MEADOW BRIDGE, W.Va. — Supporters of Meadow Bridge High School joined hands in a circle Thursday night on the school’s football field—they prayed that voters would defeat Saturday’s school bond issue in Fayette County and that their school would remain open.
Emotions are high in Fayette County communities on the verge of deciding if the county will continue to deal with declining enrollments in crumbling buildings or if residents will decide to pay more taxes to close a few schools, build a few new ones and renovate some others.
“They truly love their school and support it in all kinds of ways and in my mind that’s perhaps what will be lost if the bond does pass and the school is closed,” Meadow Bridge Principal Mark Skaggs told MetroNews Friday.
Skaggs admitted it’s difficult to keep schools like Meadow Bridge open. It has an enrollment of approximately 250 students in grades 7-12.
“Because of the declining enrollment and the expense that happens in order to produce the curriculum you have to deliver the bill gets hard to pay,” Skaggs said. “By consolidating you eliminate some of that expense.”
The Fayette County bond call includes closing Meadow Bridge and Fayetteville high schools along with building a new elementary school in Mount Hope, a new middle school in Oak Hill while renovating Midland Trail, Oak Hill and Valley high schools. Fayette County voters are being asked to put up $39 million in property tax increases with approval leading the state School Building Authority to add another $25 million.

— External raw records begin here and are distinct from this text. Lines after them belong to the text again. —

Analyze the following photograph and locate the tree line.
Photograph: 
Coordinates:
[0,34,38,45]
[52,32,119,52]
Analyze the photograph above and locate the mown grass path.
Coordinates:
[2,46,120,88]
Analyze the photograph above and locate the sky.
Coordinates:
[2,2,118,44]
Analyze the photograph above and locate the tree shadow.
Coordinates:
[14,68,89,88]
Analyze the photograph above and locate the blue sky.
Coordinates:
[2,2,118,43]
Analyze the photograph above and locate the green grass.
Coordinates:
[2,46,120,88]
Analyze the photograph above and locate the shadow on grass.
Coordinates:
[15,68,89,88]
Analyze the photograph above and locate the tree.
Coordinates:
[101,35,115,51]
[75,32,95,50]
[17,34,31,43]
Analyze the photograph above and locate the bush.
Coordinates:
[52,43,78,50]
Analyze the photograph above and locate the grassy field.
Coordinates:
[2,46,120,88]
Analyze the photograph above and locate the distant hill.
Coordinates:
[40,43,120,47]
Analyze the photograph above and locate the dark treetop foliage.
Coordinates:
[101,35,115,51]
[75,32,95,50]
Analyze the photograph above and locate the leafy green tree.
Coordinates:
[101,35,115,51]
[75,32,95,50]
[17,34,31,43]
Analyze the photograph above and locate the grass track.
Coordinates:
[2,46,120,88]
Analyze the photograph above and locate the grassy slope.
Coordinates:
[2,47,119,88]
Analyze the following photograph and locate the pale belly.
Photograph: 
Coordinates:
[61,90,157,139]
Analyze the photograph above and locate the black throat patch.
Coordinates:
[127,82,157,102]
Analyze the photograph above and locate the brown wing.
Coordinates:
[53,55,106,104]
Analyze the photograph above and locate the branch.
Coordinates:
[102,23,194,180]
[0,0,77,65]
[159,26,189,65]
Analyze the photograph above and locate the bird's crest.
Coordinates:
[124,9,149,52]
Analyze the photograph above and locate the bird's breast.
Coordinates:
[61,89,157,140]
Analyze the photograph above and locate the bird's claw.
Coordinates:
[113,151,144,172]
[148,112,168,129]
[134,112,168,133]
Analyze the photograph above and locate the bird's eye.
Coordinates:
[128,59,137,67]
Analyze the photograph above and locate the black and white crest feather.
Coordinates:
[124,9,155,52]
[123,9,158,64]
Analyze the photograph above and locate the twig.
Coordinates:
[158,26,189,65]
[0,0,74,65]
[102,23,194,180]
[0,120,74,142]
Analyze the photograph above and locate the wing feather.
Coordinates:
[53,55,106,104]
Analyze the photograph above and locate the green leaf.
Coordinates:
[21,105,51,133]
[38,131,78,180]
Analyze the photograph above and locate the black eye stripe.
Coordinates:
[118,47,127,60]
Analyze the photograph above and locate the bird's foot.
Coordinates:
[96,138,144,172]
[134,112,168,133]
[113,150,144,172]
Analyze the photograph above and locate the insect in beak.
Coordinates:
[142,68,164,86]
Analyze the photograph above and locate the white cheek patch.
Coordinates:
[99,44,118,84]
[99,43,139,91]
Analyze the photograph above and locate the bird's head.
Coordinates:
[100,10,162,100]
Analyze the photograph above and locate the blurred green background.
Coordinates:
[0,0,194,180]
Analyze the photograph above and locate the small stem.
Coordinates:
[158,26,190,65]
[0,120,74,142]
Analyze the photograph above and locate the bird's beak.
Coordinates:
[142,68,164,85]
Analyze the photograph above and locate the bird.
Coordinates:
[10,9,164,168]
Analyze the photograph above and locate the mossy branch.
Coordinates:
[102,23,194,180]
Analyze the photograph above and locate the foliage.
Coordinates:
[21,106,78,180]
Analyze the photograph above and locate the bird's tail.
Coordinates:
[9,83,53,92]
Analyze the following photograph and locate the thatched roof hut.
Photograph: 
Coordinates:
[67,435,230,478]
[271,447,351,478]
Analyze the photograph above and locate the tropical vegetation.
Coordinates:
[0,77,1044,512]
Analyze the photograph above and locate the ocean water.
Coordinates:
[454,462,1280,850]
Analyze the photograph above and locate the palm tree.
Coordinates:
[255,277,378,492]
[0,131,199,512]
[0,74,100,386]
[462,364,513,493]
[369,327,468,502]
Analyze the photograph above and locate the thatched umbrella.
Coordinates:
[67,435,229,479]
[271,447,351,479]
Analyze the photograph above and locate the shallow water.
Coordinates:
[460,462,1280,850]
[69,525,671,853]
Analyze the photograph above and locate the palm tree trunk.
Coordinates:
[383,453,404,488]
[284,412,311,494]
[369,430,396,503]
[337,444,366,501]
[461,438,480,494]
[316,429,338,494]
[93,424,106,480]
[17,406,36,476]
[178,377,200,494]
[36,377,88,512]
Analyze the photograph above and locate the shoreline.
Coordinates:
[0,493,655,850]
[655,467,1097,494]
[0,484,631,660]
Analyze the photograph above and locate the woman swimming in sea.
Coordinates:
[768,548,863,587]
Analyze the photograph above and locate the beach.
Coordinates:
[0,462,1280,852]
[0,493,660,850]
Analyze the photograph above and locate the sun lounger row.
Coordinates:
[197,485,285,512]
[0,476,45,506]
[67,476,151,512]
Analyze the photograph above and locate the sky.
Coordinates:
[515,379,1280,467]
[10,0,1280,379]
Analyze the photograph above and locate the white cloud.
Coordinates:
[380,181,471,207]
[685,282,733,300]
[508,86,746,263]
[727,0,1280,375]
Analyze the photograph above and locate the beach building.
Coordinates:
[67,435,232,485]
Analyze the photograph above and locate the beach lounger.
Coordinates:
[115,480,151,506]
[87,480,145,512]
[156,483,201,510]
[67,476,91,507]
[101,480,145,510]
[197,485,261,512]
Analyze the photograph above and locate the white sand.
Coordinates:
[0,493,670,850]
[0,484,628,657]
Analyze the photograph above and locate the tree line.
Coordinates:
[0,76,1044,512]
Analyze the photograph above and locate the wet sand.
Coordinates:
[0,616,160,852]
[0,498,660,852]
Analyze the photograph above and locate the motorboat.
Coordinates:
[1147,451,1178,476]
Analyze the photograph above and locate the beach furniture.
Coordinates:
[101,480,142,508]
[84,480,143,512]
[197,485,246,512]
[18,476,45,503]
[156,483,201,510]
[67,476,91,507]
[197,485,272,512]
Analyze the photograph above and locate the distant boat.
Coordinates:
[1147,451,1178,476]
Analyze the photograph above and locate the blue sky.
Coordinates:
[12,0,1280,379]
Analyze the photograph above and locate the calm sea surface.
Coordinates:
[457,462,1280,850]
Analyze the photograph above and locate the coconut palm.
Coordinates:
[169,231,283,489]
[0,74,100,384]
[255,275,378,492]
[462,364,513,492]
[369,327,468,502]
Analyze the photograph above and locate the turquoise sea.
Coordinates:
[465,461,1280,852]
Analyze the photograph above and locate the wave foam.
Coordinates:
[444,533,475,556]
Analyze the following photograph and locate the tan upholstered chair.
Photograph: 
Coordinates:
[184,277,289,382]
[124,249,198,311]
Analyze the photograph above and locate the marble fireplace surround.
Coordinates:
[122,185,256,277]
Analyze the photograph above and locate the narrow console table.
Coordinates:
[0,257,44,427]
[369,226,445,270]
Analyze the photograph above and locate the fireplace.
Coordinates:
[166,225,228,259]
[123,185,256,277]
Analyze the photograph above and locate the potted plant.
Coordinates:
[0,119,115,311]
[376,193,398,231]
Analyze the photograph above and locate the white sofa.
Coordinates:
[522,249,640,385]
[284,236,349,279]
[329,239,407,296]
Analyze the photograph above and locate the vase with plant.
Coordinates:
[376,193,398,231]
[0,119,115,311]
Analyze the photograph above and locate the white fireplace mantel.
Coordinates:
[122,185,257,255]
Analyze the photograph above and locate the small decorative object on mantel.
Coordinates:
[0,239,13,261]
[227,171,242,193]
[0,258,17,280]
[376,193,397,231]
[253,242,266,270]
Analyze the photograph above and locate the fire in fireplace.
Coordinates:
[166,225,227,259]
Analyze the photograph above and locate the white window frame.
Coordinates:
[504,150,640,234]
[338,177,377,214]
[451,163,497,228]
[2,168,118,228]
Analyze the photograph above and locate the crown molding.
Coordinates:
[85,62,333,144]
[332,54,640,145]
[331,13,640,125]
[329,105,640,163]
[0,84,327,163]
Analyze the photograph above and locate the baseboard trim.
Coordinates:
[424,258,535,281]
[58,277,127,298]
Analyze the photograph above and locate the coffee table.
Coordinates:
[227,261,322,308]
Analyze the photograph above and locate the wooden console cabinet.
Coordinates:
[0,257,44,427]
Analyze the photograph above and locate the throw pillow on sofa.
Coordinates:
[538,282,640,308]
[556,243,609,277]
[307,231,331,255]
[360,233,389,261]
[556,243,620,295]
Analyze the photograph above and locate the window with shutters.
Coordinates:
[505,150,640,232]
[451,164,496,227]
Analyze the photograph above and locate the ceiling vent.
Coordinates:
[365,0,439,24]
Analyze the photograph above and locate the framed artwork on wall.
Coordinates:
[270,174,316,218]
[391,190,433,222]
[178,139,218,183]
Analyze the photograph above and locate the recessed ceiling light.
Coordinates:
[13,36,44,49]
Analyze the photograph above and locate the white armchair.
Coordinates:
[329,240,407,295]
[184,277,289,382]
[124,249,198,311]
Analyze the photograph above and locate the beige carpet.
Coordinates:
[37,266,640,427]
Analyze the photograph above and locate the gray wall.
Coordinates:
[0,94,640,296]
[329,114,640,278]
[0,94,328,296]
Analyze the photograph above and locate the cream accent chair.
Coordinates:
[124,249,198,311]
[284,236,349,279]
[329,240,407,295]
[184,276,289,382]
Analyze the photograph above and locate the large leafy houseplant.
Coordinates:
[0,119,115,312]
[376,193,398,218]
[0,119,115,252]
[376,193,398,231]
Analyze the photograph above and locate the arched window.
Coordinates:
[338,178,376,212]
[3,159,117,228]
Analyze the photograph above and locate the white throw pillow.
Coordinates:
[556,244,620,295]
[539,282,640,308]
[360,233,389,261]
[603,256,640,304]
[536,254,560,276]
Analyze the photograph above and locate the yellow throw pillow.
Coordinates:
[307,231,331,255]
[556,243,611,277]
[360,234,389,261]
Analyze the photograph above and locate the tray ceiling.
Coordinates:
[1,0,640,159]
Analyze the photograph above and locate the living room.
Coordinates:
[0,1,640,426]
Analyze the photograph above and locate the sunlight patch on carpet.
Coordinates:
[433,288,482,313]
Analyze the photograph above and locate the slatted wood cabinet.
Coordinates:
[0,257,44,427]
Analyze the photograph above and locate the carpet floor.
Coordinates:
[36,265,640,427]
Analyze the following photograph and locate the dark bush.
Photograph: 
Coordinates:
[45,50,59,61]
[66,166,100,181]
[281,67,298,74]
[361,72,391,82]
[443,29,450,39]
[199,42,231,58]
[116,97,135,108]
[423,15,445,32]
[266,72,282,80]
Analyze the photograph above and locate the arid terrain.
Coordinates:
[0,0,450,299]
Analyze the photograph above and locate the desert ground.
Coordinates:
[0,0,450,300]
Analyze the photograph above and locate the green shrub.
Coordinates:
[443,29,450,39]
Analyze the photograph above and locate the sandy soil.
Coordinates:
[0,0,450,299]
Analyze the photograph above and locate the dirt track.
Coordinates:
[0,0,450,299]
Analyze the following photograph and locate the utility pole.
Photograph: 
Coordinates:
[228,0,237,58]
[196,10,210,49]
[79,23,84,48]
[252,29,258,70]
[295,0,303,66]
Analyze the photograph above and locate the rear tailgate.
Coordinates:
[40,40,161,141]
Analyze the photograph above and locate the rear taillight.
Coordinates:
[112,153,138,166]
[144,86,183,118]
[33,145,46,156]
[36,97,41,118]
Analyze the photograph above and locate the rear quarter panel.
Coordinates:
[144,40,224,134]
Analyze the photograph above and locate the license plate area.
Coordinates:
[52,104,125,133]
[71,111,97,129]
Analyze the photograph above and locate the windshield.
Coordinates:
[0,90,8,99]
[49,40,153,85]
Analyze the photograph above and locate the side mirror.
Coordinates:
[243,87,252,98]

Fayette County has had problems with school facilities during the past several years but residents have rejected previous bond issues. The problems seemed to crescendo last year when parts of Collins Middle School in Oak Hill had to be closed because of dangerous structural problems.
Skaggs said the issue comes down to whether Fayette County’s low-income and fixed-income residents will commit to paying more to finance new schools.
“Those are the ones in the past that have voted against bonds and defeated the efforts of the county to try and improve buildings,” Skaggs said. “That’s the one base that may hurt us more than anything else.”
Skaggs characterized the Meadow Bridge situation as the same that happened in dozens of other West Virginia communities over the past 20 years—a fight to keep the community school.
“Some of the kids would go to Midland (Trial), some might choose to go to (Greenbrier) West and others may stay in Summers (County), so you can see how the community is just going to be dissolved,” Skaggs said.